After the optimal hierarchical partition of the maximum margin tree has been finished, we obtain the coding matrix M as follows:

$$\begin{aligned} M(r,l)=\left\{ \begin{array}{rcl} 1 &{} &{} {C_r\in P^{left}_l}\\ 0 &{} &{} {C_r\notin P_l}\\ -1 &{} &{} {C_r\in P^{right}_l}\\ \end{array} \right. \end{aligned}$$
(11)

where M(r,l) denotes the element lying in the rth row and the lth column in the coding matrix and the \(C _r\) denotes the rth class. \(P ^{left}_l \) and \(P ^{right}_l \) are the left and right partition of the lth partition respectively (Regardless of the root node). Table 2 lists the corresponding coding matrix of the above example following (11).

Table 2. Coding matrix of the example in Fig. 2

4 Experimental Results

In this section, we compare M\(^2\)ECOC with some state-of-the-art coding algorithms like OVA [4], OVO [5], dense random [6], sparse random [6], DECOC [8]Footnote 1, SECOC [9] and HECOC [10] to validate the superiority of our approach.

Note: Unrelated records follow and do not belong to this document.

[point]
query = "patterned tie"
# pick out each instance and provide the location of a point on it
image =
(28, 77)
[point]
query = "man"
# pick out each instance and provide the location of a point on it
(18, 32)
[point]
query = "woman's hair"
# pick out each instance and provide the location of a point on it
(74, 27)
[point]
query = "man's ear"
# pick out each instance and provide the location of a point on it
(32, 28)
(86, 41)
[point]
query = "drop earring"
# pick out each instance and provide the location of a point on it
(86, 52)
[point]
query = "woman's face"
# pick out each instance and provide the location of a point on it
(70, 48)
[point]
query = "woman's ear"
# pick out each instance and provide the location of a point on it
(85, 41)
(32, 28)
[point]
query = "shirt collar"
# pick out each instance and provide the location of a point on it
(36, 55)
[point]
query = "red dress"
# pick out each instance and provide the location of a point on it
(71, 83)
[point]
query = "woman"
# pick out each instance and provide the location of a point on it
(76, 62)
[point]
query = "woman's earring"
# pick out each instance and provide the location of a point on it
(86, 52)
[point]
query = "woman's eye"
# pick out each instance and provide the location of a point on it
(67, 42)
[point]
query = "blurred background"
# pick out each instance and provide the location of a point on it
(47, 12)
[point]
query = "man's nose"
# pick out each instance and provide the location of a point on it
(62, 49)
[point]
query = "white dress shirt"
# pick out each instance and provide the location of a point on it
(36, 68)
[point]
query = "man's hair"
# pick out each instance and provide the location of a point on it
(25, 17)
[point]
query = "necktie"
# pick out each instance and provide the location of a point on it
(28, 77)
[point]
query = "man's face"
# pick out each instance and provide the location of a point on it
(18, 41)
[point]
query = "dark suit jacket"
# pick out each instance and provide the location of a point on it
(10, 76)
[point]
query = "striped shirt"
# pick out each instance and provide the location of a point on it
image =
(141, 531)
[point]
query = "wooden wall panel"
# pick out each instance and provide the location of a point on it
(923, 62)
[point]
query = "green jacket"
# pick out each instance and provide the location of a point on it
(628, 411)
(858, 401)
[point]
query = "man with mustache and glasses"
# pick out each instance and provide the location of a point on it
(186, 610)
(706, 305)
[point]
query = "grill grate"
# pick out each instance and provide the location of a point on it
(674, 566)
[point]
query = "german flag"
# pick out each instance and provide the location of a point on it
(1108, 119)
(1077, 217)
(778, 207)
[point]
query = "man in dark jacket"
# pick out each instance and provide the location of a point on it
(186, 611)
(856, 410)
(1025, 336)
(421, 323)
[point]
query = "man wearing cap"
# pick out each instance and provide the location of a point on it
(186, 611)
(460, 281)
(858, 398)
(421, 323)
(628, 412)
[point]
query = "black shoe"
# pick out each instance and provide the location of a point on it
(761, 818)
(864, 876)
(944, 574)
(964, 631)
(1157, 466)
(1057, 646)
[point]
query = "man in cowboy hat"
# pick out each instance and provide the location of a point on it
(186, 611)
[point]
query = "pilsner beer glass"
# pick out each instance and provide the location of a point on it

Ten multi-class datasets from common-used UCI datasets [15] are used in the experiments, that is, Wine (178,13,3), Lenses (24,4,3), Glass (214,9,6), Balance (625,4,3), Cmc (1473,9,3), Ecoli (332,6,6), Iris (150,4,3), Tea (151,5,3), Thyriod (215,5,3), Vehicle (846,18,4), where the numbers of samples, dimension and classes are listed in the bracket. We randomly split each dataset into two non-overlapping training and testing set. The training set contains almost seventy percent of the samples and the rest samples are composed as the testing set. The whole process is repeated ten times. The average accuracies are also reported.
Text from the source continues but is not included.